Once fundraising is started, it’s best treated as one of the core processes of the company. Ongoing without an end, just parallel to creating value by building the operations and fuelling the much-needed resource cash into it. How can the fundraising process be broken down into operational goals, and how should they be handled?

Bootstrapping

A beautiful word I learned within the start-up community. It captures the essence of the start of business nicely. It’s the process of starting a business by using a lot of effort and no outside resources. This method is suitable for the short to mid-term.

Many famous companies like Apple or Microsoft started with basically no money, founders with a vision — and a garage or living room. The usual money put into this stage are savings from the founders. Dependent on wealth, it may be as low as zero or higher. Mostly it is about 1,000 EUR to 10,000 EUR per founder.

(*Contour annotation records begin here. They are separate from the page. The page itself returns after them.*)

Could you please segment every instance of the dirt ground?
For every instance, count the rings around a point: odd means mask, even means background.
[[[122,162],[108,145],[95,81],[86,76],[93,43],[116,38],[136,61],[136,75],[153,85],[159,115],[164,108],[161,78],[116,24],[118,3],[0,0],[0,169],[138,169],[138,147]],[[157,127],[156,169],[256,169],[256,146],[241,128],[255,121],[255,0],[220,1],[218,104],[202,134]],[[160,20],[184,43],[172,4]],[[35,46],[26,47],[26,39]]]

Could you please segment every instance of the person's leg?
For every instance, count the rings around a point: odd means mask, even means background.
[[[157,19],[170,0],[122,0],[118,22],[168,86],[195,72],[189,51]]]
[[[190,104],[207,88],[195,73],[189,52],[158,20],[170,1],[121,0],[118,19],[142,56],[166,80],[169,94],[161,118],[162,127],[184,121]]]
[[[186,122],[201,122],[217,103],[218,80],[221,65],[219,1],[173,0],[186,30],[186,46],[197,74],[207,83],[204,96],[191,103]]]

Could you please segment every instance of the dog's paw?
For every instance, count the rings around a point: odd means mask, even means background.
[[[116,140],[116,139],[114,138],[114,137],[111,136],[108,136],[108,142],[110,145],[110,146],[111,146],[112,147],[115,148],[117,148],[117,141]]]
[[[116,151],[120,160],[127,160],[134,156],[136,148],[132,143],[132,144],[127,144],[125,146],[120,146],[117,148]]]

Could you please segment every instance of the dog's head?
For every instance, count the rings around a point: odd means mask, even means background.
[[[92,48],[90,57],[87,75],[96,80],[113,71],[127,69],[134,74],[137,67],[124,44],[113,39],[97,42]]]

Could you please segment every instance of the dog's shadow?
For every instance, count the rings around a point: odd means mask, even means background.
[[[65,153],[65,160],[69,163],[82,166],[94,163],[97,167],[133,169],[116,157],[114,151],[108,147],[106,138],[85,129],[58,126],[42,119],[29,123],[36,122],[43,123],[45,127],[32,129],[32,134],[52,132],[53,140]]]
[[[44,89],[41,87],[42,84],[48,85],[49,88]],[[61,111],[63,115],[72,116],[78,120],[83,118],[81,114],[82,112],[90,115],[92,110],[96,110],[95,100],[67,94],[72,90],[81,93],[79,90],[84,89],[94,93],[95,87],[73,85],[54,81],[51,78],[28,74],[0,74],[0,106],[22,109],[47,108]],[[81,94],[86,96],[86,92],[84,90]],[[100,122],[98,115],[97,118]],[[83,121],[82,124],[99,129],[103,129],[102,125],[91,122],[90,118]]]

It sounds like it doesn’t take a company very far. The longer you can bootstrap the company, the less equity you have to give away. Ideally, it makes the company the first revenue. You are funding the scaling of the company out of cash flows generated by revenue.

If you have high hopes or want to scale the business faster, outside money is needed. Let’s look at the equity side first.

Pre-Seed rounds

It’s the first step of getting external capital in. There are not many institutional investors or public funds positioned in that area. Usually, the company is still small, high risk, and a little structured. Some acceleration programs or public organizations might run competitions and play out some non-dilutive funds ranging from a few thousand to about 200.000 EUR.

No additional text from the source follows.